Lo cierto era que lo que por la noche le había parecido música, le crispaba los nervios, y nada de lo que pudiera hacer Binoy le sentaba bien. ¡Sólo Dios sabía el remedio a este mal! ¿Por qué tachar de insensatas a las mujeres cuya vida es toda desasosiego porque el corazón les haga marchar por extraños derroteros? Si el fundamento del amor es bueno, el mandato del corazón resulta tan dulce y tan sencillo que el intelecto tiene que esconder la cabeza, avergonzada; pero si existe algún defecto en este fundamento, el intelecto no consigue corregirlo y resulta ocioso pedir explicaciones sobre la atracción o la repulsa, la risa o el llanto.

Pasaba el tiempo y Paresh Babu no volvía. El impulso de levantarse y marcharse a casa era cada vez más fuerte en Binoy, que procuraba dominarlo impidiendo que la conversación con la tía de Satish decayera ni un instante. Al fin Lolita no pudo aguantar más y le interrumpió bruscamente, diciendo:

—¿A quién estás esperando? ¡Quien sabe a la hora que volverá mi padre! ¿No sería mejor que fueras a ver a la madre de Gourmohan Babu?

Binoy se encogió visiblemente. Conocía bien aquel tono. Lanzó una rápida mirada al rostro de Lolita y se puso en pie de un salto con la misma rapidez con que se endereza el arco al ser disparada la flecha. ¿A quién estaba esperando? Nunca presumió que su presencia fuera indispensable; se hubiera despedido en la puerta si Lolita no le hubiese invitado a entrar. ¡Y que le preguntase a quién esperaba…!

Lolita se sorprendió de la presteza con que se levantó Binoy.

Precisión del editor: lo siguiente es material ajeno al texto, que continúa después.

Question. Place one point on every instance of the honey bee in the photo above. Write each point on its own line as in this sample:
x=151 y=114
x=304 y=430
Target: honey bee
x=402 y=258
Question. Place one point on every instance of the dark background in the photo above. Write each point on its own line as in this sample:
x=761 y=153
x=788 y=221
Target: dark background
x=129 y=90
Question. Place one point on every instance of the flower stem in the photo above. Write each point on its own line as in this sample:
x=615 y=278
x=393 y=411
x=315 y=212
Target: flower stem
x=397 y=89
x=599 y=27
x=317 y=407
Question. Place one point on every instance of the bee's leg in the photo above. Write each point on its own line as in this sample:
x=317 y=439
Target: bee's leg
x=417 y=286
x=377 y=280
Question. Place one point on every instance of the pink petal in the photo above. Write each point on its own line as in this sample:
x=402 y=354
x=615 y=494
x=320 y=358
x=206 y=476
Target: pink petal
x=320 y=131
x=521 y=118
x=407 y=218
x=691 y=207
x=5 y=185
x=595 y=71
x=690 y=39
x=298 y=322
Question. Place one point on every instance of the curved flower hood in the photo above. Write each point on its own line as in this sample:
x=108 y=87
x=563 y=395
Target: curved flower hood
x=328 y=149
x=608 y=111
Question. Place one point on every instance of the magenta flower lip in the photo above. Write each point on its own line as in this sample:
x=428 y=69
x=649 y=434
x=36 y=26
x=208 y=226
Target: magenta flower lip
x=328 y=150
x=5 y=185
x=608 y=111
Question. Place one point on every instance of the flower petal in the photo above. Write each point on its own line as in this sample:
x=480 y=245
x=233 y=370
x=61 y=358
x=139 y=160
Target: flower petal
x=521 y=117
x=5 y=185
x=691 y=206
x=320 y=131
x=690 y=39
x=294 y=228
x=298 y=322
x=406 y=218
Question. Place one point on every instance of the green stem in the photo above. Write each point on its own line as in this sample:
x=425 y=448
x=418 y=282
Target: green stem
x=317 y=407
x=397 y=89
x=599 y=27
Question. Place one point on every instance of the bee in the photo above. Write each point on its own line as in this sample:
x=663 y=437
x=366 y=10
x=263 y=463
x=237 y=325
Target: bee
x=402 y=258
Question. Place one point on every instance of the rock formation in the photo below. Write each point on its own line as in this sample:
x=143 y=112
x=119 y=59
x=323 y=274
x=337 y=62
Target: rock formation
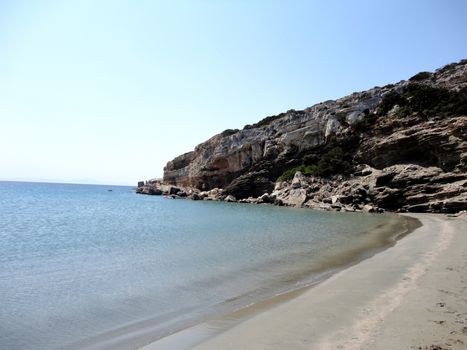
x=397 y=147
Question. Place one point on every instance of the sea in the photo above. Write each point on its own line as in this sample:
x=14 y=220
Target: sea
x=101 y=267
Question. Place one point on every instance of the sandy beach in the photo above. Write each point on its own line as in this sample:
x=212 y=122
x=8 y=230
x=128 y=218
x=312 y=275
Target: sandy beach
x=410 y=296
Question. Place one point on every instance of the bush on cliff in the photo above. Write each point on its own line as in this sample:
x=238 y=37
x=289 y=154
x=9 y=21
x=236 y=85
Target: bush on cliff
x=330 y=163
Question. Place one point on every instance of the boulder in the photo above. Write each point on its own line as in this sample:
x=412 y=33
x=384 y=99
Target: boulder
x=230 y=198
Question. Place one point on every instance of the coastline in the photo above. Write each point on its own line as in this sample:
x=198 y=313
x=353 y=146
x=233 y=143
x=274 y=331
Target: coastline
x=410 y=295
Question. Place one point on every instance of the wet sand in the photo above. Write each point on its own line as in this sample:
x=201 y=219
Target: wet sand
x=410 y=296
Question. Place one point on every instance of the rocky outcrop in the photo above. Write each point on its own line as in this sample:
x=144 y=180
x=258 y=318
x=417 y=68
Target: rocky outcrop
x=401 y=147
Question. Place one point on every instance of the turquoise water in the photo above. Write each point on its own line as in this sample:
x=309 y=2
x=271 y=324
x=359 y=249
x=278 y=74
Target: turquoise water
x=80 y=264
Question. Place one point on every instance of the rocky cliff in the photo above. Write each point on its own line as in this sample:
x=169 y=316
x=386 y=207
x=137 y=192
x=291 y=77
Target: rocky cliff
x=412 y=135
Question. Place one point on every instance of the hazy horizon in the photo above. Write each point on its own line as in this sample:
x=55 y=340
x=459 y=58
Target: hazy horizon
x=108 y=92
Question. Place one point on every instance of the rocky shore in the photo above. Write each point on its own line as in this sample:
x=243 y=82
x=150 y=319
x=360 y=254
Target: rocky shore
x=401 y=147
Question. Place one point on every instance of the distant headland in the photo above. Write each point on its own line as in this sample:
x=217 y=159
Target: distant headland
x=401 y=147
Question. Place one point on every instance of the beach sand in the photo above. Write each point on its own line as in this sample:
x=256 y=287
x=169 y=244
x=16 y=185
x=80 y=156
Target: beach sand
x=410 y=296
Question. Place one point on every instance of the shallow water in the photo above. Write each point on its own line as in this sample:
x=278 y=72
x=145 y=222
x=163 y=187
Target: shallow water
x=80 y=264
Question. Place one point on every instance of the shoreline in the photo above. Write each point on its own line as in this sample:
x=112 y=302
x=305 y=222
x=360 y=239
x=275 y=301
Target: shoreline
x=146 y=335
x=355 y=306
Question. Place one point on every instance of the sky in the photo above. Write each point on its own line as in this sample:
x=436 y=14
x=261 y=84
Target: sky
x=108 y=91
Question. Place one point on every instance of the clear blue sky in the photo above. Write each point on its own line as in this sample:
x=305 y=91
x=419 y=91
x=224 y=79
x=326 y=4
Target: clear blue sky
x=109 y=91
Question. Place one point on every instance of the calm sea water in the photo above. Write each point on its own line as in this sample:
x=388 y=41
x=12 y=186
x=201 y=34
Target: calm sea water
x=80 y=264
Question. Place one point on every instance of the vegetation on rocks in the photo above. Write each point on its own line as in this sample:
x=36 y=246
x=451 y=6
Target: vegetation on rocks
x=335 y=161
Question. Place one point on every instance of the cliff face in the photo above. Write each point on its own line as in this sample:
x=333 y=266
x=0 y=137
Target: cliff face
x=420 y=121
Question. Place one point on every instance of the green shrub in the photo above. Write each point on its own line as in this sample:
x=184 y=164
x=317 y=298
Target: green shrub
x=304 y=169
x=330 y=163
x=420 y=76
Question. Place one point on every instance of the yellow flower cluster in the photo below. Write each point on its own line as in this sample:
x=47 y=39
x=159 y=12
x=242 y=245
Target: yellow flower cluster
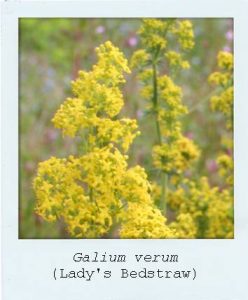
x=223 y=102
x=210 y=208
x=98 y=99
x=175 y=60
x=174 y=153
x=96 y=193
x=184 y=226
x=185 y=34
x=223 y=79
x=200 y=211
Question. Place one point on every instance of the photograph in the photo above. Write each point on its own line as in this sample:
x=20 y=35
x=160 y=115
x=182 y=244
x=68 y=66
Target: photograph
x=126 y=128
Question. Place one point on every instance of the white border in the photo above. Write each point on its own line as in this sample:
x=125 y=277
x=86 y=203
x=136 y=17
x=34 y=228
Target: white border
x=27 y=264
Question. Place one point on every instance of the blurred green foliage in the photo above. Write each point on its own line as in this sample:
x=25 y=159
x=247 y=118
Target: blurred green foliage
x=52 y=51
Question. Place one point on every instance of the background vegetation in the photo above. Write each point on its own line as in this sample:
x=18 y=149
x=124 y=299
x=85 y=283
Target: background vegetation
x=51 y=53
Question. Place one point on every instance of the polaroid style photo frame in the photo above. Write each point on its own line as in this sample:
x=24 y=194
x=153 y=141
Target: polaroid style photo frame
x=124 y=150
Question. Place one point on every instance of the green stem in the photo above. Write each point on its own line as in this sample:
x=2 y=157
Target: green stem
x=155 y=101
x=164 y=176
x=164 y=179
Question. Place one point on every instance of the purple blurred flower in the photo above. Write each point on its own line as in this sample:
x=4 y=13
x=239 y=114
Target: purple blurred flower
x=51 y=135
x=139 y=114
x=100 y=29
x=29 y=166
x=227 y=49
x=229 y=35
x=211 y=165
x=189 y=135
x=132 y=41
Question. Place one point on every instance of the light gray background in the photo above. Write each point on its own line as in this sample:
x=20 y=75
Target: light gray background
x=222 y=265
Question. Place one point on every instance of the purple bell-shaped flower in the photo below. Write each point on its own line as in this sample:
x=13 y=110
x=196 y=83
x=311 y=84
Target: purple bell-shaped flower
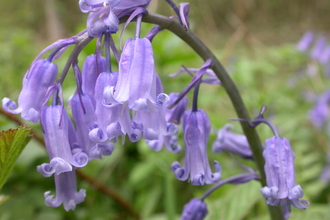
x=36 y=82
x=196 y=128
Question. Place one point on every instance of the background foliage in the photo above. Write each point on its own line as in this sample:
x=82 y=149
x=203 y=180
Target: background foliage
x=256 y=44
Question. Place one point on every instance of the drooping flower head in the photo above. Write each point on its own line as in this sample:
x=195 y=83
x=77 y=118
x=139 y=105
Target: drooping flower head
x=63 y=150
x=104 y=14
x=281 y=186
x=196 y=128
x=66 y=192
x=36 y=82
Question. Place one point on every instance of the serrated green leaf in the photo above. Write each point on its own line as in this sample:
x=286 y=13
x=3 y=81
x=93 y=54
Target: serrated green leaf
x=12 y=142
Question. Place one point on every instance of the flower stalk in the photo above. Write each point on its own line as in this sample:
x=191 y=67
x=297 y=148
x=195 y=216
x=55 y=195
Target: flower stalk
x=204 y=52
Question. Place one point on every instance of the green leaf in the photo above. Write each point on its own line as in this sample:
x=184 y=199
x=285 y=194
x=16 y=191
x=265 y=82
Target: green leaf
x=12 y=142
x=237 y=203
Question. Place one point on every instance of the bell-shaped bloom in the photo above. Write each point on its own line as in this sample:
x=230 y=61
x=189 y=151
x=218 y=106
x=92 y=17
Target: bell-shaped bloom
x=318 y=48
x=104 y=114
x=104 y=14
x=319 y=114
x=83 y=113
x=93 y=66
x=137 y=76
x=66 y=192
x=233 y=143
x=280 y=175
x=196 y=128
x=194 y=210
x=55 y=124
x=305 y=41
x=36 y=82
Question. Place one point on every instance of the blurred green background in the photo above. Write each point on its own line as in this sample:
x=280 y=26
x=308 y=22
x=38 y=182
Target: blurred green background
x=254 y=39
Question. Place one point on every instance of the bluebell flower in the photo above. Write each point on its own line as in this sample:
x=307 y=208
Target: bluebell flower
x=194 y=210
x=105 y=116
x=36 y=82
x=196 y=129
x=137 y=75
x=280 y=176
x=66 y=192
x=233 y=143
x=104 y=14
x=62 y=153
x=93 y=66
x=318 y=48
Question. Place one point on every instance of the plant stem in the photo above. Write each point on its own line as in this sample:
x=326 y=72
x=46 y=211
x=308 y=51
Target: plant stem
x=203 y=51
x=91 y=180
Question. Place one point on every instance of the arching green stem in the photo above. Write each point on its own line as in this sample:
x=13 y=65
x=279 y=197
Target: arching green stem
x=202 y=50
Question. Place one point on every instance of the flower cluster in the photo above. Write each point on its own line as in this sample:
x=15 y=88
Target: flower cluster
x=109 y=105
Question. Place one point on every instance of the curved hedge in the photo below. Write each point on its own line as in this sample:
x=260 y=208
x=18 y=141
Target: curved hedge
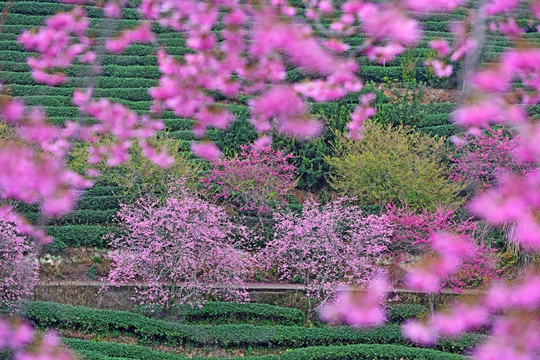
x=92 y=350
x=147 y=330
x=224 y=312
x=367 y=352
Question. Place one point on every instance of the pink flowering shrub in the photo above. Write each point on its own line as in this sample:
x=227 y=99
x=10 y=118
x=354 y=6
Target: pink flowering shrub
x=479 y=268
x=480 y=160
x=327 y=246
x=251 y=180
x=182 y=251
x=413 y=231
x=259 y=42
x=18 y=266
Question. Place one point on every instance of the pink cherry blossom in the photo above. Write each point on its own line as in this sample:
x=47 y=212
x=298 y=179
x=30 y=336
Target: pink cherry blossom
x=441 y=46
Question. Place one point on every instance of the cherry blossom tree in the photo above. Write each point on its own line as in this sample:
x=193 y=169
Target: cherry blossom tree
x=259 y=40
x=252 y=180
x=481 y=160
x=327 y=246
x=181 y=252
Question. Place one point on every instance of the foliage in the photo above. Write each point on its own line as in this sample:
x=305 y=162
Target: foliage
x=405 y=107
x=309 y=155
x=148 y=330
x=224 y=312
x=477 y=269
x=393 y=164
x=93 y=350
x=479 y=160
x=414 y=231
x=326 y=246
x=251 y=180
x=399 y=313
x=79 y=235
x=368 y=352
x=18 y=266
x=182 y=251
x=138 y=176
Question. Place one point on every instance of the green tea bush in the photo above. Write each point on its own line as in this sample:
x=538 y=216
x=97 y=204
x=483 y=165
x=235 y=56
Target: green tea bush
x=367 y=352
x=147 y=330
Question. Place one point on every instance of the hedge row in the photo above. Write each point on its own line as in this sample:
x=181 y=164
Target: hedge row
x=401 y=312
x=103 y=202
x=92 y=350
x=78 y=236
x=227 y=312
x=103 y=190
x=148 y=330
x=79 y=217
x=367 y=352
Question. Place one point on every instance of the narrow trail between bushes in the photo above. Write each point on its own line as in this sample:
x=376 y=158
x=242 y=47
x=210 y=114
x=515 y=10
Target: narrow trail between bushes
x=262 y=287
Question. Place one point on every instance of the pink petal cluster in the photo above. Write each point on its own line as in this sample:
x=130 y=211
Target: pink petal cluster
x=58 y=44
x=360 y=309
x=140 y=34
x=187 y=243
x=449 y=253
x=19 y=266
x=253 y=179
x=326 y=256
x=25 y=344
x=290 y=112
x=120 y=122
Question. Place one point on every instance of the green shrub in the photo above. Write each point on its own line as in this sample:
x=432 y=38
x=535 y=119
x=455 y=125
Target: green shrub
x=79 y=235
x=92 y=350
x=147 y=330
x=138 y=176
x=393 y=164
x=367 y=352
x=79 y=217
x=226 y=312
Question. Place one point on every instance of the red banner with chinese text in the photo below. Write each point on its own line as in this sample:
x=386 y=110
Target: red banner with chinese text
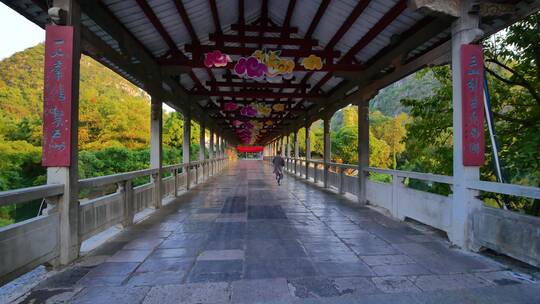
x=57 y=96
x=472 y=99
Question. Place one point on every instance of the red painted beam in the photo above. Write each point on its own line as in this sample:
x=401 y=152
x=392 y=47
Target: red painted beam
x=257 y=85
x=386 y=20
x=317 y=18
x=232 y=50
x=263 y=40
x=288 y=16
x=185 y=19
x=159 y=27
x=215 y=15
x=297 y=68
x=268 y=29
x=258 y=94
x=358 y=9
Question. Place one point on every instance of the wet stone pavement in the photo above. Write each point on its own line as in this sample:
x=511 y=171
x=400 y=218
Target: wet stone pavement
x=241 y=238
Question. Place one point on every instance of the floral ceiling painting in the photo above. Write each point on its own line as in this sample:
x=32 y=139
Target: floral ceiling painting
x=250 y=119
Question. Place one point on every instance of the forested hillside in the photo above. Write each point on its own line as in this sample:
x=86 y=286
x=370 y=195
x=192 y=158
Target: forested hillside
x=114 y=129
x=410 y=122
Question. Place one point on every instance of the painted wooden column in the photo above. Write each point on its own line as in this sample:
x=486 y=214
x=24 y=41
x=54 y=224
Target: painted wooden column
x=464 y=31
x=296 y=152
x=308 y=148
x=296 y=145
x=67 y=205
x=218 y=146
x=186 y=145
x=288 y=145
x=326 y=153
x=211 y=145
x=156 y=134
x=201 y=149
x=363 y=150
x=202 y=143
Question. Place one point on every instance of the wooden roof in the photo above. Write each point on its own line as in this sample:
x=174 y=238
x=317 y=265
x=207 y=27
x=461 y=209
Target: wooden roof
x=160 y=45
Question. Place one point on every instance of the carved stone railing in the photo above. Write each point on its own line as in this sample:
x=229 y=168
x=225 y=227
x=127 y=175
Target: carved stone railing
x=27 y=244
x=508 y=232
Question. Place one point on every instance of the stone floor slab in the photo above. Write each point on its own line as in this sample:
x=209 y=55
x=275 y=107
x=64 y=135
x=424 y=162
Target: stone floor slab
x=221 y=255
x=208 y=293
x=106 y=295
x=260 y=291
x=394 y=284
x=130 y=256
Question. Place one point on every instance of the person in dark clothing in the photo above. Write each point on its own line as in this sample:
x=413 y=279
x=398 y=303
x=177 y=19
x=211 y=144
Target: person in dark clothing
x=278 y=163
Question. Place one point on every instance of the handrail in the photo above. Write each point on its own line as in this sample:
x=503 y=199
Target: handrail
x=504 y=188
x=28 y=194
x=444 y=179
x=115 y=178
x=120 y=177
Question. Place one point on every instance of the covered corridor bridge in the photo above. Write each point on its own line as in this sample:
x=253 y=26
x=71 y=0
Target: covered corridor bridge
x=253 y=72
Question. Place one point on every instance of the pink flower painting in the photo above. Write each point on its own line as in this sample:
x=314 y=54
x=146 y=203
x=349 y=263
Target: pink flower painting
x=230 y=106
x=248 y=111
x=216 y=59
x=248 y=125
x=250 y=67
x=237 y=123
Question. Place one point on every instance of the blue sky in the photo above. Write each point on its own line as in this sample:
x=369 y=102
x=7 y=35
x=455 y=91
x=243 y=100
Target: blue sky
x=16 y=32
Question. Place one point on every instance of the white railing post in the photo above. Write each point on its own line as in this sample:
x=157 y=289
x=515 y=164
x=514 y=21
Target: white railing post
x=341 y=180
x=396 y=181
x=175 y=173
x=465 y=30
x=156 y=179
x=326 y=152
x=126 y=188
x=188 y=176
x=196 y=174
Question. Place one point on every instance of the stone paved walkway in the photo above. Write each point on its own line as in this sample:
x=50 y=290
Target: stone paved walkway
x=241 y=238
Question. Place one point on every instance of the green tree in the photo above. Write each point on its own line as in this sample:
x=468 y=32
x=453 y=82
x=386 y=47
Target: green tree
x=513 y=66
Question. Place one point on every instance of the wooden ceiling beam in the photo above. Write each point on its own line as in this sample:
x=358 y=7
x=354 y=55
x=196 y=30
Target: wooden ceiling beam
x=385 y=21
x=259 y=28
x=257 y=85
x=233 y=50
x=263 y=40
x=215 y=15
x=317 y=18
x=185 y=19
x=131 y=48
x=257 y=95
x=288 y=16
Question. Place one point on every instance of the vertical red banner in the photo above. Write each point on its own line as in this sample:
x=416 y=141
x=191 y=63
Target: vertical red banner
x=57 y=96
x=472 y=99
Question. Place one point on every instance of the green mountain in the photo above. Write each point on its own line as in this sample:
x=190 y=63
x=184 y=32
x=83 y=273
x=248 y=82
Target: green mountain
x=113 y=112
x=416 y=86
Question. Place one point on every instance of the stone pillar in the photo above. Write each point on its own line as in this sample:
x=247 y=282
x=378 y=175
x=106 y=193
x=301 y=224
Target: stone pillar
x=68 y=204
x=156 y=132
x=464 y=30
x=326 y=156
x=186 y=145
x=363 y=150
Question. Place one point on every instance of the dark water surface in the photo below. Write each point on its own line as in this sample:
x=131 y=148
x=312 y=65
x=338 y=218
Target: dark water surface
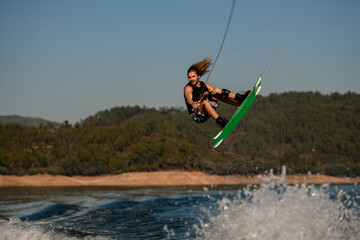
x=238 y=212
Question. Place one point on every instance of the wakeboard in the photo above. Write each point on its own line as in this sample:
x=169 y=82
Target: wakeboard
x=238 y=115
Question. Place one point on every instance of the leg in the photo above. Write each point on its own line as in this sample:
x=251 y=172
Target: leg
x=229 y=97
x=206 y=106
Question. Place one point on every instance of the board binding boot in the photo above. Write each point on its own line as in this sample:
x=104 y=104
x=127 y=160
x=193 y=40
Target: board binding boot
x=240 y=97
x=222 y=122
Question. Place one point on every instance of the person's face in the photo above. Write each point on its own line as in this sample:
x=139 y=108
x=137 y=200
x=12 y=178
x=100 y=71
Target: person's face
x=193 y=77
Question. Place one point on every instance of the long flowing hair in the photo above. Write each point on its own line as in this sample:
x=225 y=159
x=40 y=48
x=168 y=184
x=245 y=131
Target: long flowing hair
x=201 y=67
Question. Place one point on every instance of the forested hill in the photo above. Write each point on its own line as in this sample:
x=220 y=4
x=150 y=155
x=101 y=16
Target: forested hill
x=304 y=131
x=26 y=121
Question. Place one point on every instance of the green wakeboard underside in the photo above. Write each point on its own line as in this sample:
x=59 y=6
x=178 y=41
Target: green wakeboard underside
x=238 y=115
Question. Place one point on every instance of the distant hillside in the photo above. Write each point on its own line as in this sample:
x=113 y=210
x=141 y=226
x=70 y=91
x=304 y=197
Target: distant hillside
x=305 y=131
x=26 y=121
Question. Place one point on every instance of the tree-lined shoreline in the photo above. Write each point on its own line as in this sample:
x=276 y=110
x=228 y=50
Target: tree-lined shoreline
x=305 y=131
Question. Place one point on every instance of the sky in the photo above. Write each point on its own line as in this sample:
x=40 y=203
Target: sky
x=69 y=59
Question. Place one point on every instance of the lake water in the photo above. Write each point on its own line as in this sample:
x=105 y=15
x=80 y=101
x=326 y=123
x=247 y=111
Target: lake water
x=274 y=211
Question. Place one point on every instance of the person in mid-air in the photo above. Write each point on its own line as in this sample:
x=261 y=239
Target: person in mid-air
x=201 y=98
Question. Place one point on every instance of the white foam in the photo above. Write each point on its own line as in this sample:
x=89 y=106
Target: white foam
x=15 y=229
x=277 y=211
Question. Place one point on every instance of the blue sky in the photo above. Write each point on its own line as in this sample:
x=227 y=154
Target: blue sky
x=66 y=60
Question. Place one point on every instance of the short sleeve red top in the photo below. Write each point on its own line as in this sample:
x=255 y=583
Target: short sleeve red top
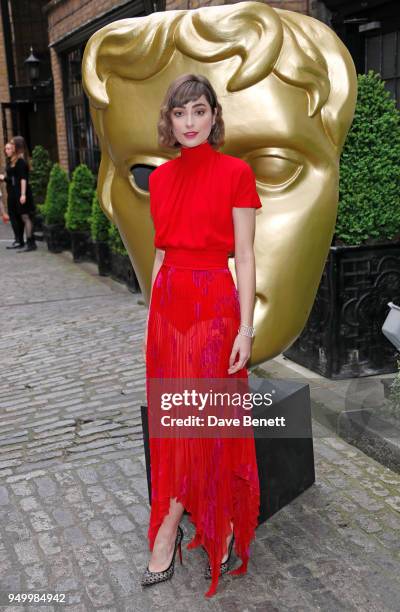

Vio que de su rostro se había borrado su habitual sonrisa al igual que se apaga la llama de una vela a un soplo de aire. Nunca le había visto tan alicaído, tan dolido, y al mirarle sintió como un latigazo de remordimiento.

Satish se levantó de un brinco y colgándose de la manga de Binoy se puso a rogar y suplicar:

—Binoy Babu, siéntate, no te vayas… Tía, por favor, pide a Binoy que se quede a desayunar… Lolita ¿por qué le has dicho que se fuera?

—No, Satish, muchacho, hoy no —dijo Binoy—. Si la tía es tan amable que no se olvida de mí, en otra ocasión vendré a tomar algo. Hoy es demasiado tarde.

Incluso la tía de Satish advirtió el dolor que había en su voz y sintió lástima del muchacho. Miró tímidamente a Binoy y a Lolita y se dijo que entre bastidores aquellos muchachos estaban representando algún drama.

Lolita se excusó y se retiró a su habitación, a llorar.